Delaware Liberal

Wall Street Welfare

As it is called by E.J.Dionne in what is likely the last word on corporate America’s newly found use for government and Wall Street’s currently hypocritical stance towards government and its utility:

Never do I want to hear again from my conservative friends about how brilliant capitalists are, how much they deserve their seven-figure salaries and how government should keep its hands off the private economy.

The Wall Street titans have turned into a bunch of welfare clients. They are desperate to be bailed out by government from their own incompetence, and from the deregulatory regime for which they lobbied so hard. They have lost “confidence” in each other, you see, because none of these oh-so-wise captains of the universe have any idea what kinds of devalued securities sit in one another’s portfolios.

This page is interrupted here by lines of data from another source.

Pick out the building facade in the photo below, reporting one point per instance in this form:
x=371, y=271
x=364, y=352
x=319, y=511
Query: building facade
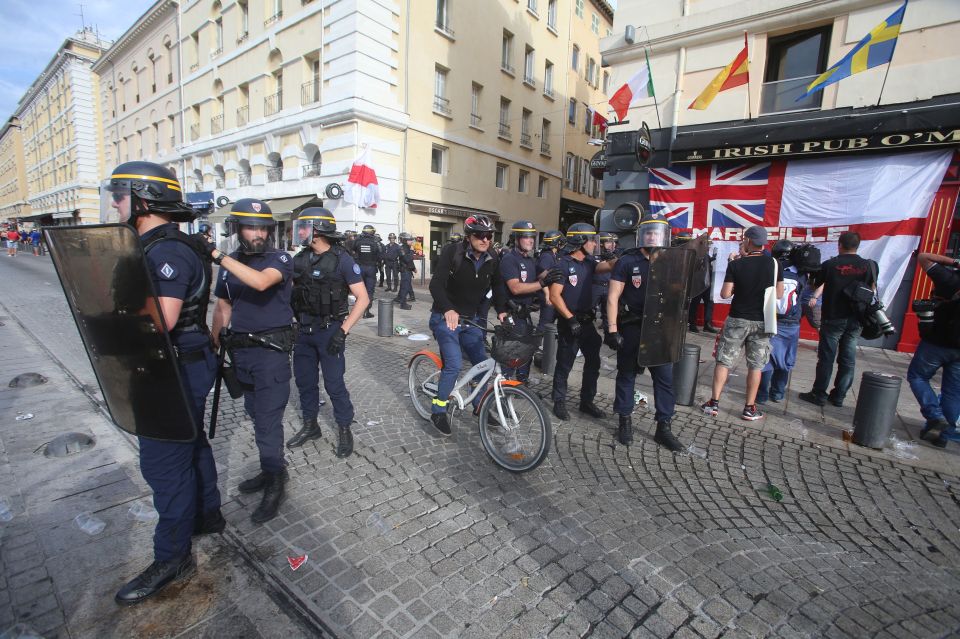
x=275, y=99
x=62, y=136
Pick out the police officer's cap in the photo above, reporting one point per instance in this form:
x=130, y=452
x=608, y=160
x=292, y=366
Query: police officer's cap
x=250, y=211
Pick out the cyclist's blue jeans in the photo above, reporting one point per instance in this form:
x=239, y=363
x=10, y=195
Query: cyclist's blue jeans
x=927, y=359
x=450, y=342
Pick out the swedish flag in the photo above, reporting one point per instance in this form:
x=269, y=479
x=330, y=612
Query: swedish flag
x=875, y=49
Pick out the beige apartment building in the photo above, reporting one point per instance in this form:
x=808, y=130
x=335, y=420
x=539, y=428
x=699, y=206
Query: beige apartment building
x=276, y=98
x=61, y=131
x=13, y=175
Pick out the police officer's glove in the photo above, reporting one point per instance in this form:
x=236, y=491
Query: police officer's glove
x=337, y=343
x=553, y=276
x=204, y=245
x=614, y=340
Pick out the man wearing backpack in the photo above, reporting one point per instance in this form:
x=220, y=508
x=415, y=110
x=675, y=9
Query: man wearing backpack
x=840, y=326
x=939, y=347
x=465, y=272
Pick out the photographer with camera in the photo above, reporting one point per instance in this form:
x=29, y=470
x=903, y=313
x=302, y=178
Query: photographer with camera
x=939, y=347
x=841, y=322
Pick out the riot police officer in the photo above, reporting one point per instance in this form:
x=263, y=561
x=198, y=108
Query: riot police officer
x=366, y=251
x=572, y=298
x=549, y=258
x=518, y=272
x=628, y=285
x=253, y=300
x=324, y=275
x=407, y=269
x=183, y=476
x=391, y=262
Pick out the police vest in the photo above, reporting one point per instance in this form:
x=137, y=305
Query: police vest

Of course, plenty of conservatives will make the case that to let the Market be damaged, damages all of us. They may be right, but they’ll be tone deaf to the fact that they are hijacking the position of folks who want to preserve some portion of the social safety net. They’ll keep lobbying not just for bailouts, but for their endless subsidies which conservatives will continue to support, because the American conservative vision of free markets always needs a government handout. And while conservatives continue to argue for the transfer of taxpayer funds to corporations that simply don’t need it, they’ll continue to try to bamboozle the rest of us with the idea that somehow we are all getting paid way too much, have overly costly benefits, will cost too much at retirement (and are, therefore, the real cause for the failure of these businesses).

While I understand what Bernanke was trying to do with this bailout, I don’t think that he went far enough. If the Fed is to provide a safety net to these corporations, they should get something in return — including the removal of the management team that got the firm to needing the bailout AND a restructuring of labor and other obligations that minimizes the overall risk to taxpayers taking on this new business risk.